A team of four men out hunting wild reindeer high in the mountains of Reinheimen stumbled over “something brown” lying in a field of rocks. It turned out to be a rusty but perfectly intact sword dating to around 800AD, and Norwegian archaeologists are ecstatic.
“I thought it was a just a rusty iron rod,” hunter Einar Åmbakk told newspaper Aftenposten. “But when I picked it up I saw that it was a sword.” He and his fellow hunters from Ørsta examined it but didn’t think it was very old. The sword landed in one of their backpacks and they continued hunting.

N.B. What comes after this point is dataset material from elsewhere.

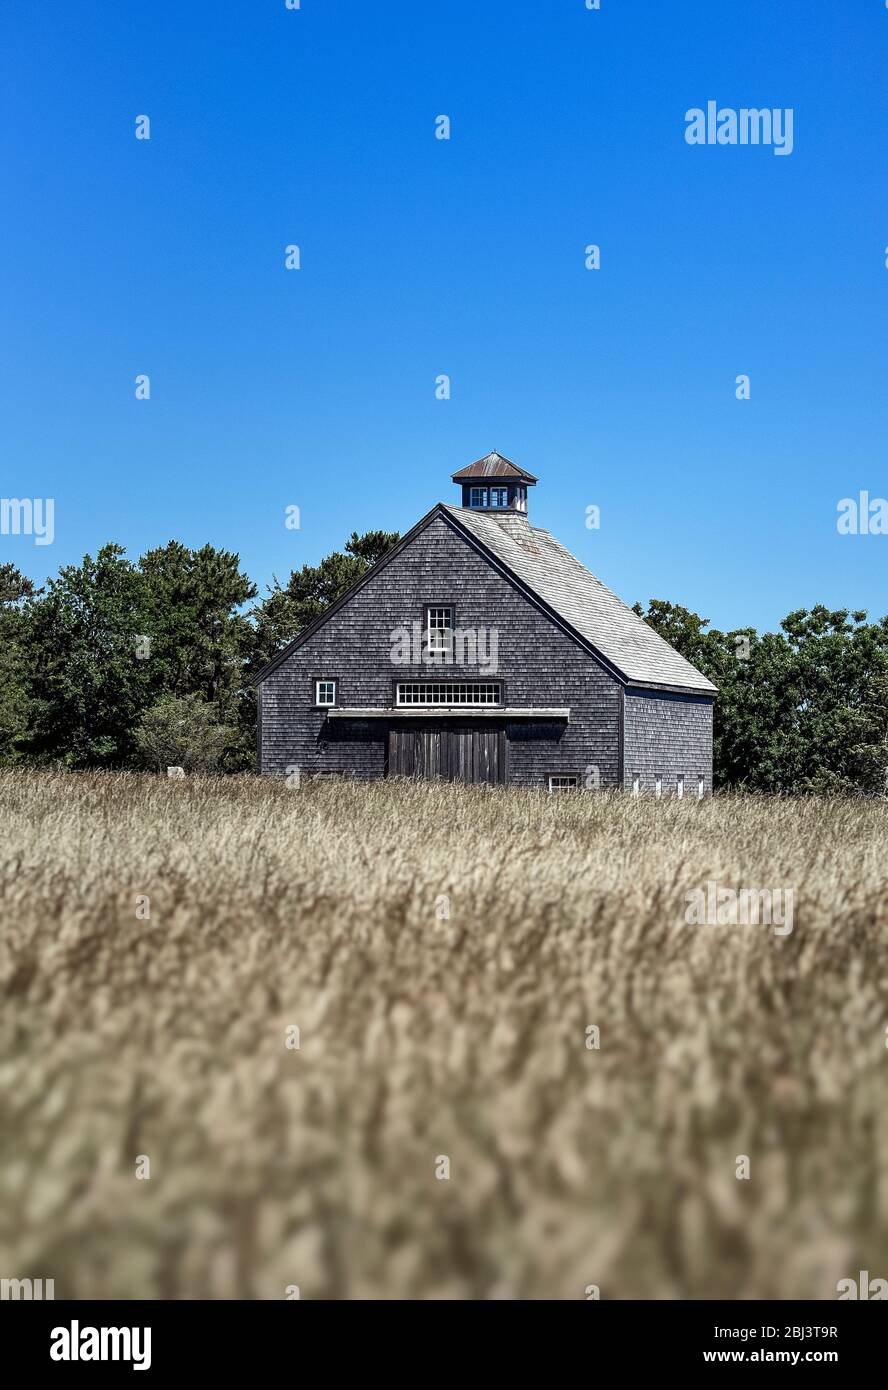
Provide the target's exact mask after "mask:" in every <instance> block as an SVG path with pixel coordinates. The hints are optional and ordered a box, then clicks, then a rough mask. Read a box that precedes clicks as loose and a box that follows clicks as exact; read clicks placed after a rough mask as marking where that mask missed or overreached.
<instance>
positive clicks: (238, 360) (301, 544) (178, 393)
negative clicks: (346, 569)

It wasn’t until the next day that Åmbakk contacted a local archaeologist, Runar Hole in nearby Lesja, and showed him photos. “He thought it was too good to be true and so did the county archaeologist for Oppland, who immediately wanted to see where it was found,” Åmbakk said. He soon visited the area lying at an elevation of around 1600 meters.
No Viking treasures are known to have been found at such high altitudes, and a search didn’t turn up any more. County archaeologist Lars Holger Pilø said the dry air and lack of contact with the ground likely helped preserve the sword over the centuries. He suspects its owner got caught in a mountain storm, lost the sword and perhaps died at another location.
The sword was examained by more archaeologists in Lillehammer on Monday and is due to be sent to the Kulturhistorisk Museum in Oslo for further examinations and conservation.